A 3ª Vara Cível da Comarca de Guarulhos havia acolhido o pedido formulado pelo Ministério Público em agosto de 2005 e desconsiderou a personalidade jurídica da empresa para que os bens dos sócios fossem arrecadados. Segundo o MP, após decretada a quebra, alguns sócios entraram no local onde a Plásticos CB funcionava e promoveram um “saque”, levando equipamentos que estavam nas dependências da empresa.
Nobre propósito
Para Salomão, a desconsideração da personalidade jurídica, por si só, não autoriza a penhora do bem de família, a menos que o caso se relacione a uma das exceções previstas no artigo 3º da Lei 8.009/90 (a lei trata da impenhorabilidade do único imóvel residencial da família, e o artigo ressalva as hipóteses em que ele pode ser penhorado).
A desconsideração – acrescentou o relator – é um mecanismo importante para o fortalecimento da segurança do mercado, ao aumentar as garantias aos credores, mas “esse nobre propósito não se sobrepõe aos valores legais e constitucionais subjacentes à proteção do bem de família, e é bem por isso que a fraude à execução não se encontra prevista como exceção legal à impenhorabilidade de bens dessa categoria”.
Divergências
Luis Felipe Salomão disse que a questão levantada no recurso não é pacífica no STJ, que tem precedentes contra e a favor da penhorabilidade do bem de família diante de fraude contra a execução.
Ele mencionou um caso analisado recentemente pela Terceira Turma em que se discutiu a possibilidade de penhora de imóvel de família que, dias depois de seus donos serem intimados a pagar a dívida, foi doado a um menor (REsp 1.364.509).
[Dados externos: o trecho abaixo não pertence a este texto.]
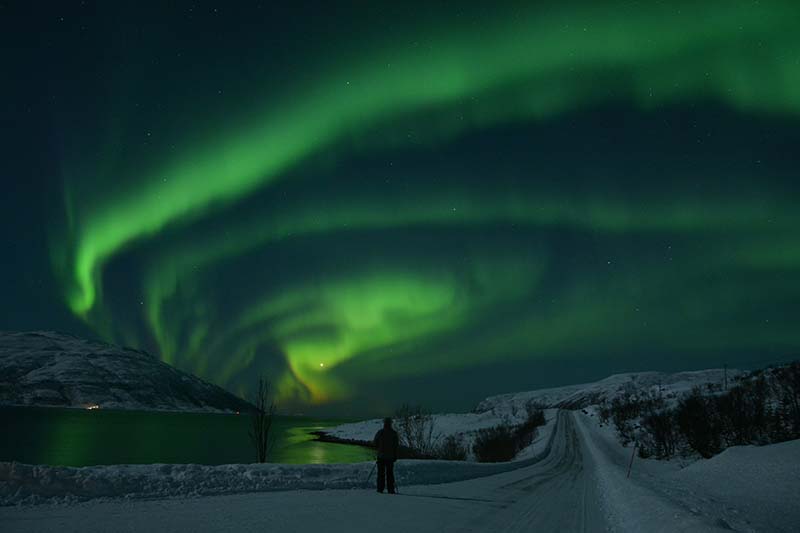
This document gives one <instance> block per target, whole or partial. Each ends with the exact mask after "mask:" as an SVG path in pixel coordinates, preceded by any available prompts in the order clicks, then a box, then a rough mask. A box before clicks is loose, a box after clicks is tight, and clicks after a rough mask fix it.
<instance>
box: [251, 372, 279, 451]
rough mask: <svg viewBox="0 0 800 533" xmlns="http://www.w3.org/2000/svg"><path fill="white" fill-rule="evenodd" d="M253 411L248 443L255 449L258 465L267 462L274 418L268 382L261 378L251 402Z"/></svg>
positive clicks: (269, 447)
mask: <svg viewBox="0 0 800 533" xmlns="http://www.w3.org/2000/svg"><path fill="white" fill-rule="evenodd" d="M253 405H254V406H255V410H254V411H253V414H252V419H251V424H250V433H249V434H250V442H252V444H253V447H254V448H255V449H256V459H257V460H258V462H259V463H265V462H267V456H268V455H269V452H270V451H271V449H272V444H273V443H274V435H273V433H272V422H273V421H274V418H275V402H274V401H273V400H272V397H271V394H270V384H269V381H267V380H266V379H264V377H263V376H260V377H259V378H258V390H257V391H256V396H255V398H254V400H253Z"/></svg>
A Terceira Turma, diferentemente do que foi decidido no caso da Plásticos CB, entendeu que uma vez reconhecida a fraude contra a execução, o bem de família do devedor não deve receber a proteção legal da impenhorabilidade, sob pena de prestigiar-se a má-fé.
Segundo Salomão, as exceções da Lei 8.009 devem ser consideradas restritivamente, ou seja, não é possível aplicar analogias ou esforços interpretativos para afastar a proteção legal em situações não previstas expressamente – como no caso julgado, em que o Tribunal de Justiça de São Paulo aceitou a penhora do imóvel em razão da fraude contra os credores e da desconsideração da pessoa jurídica.
Crime
O ministro reconheceu que a conduta de subtrair bens da empresa após a decretação da falência é crime, e uma das exceções da Lei 8.009 (inciso VI do artigo 3º) é justamente a hipótese de ressarcimento de dano causado por ato criminoso, “mas obviamente nos limites do prejuízo experimentado pela vítima”. No entanto, ele observou que o inquérito respectivo foi arquivado a pedido do próprio Ministério Público com base no princípio da insignificância, em razão do baixo valor dos bens.
O relator afirmou que a proteção legal dada ao bem de família não é apenas para o devedor, mas também para sua família. De acordo com seu voto, “a determinação judicial de que, mediante desconsideração da personalidade jurídica da empresa falida, fossem arrecadados bens protegidos pela Lei 8.009 se traduz em responsabilização não apenas dos sócios pela falência do negócio, mas da própria entidade familiar, que deve contar com especial proteção do estado segundo o que determina a Constituição”.
O voto do ministro relator foi acompanhado de forma unânime pelos demais ministros.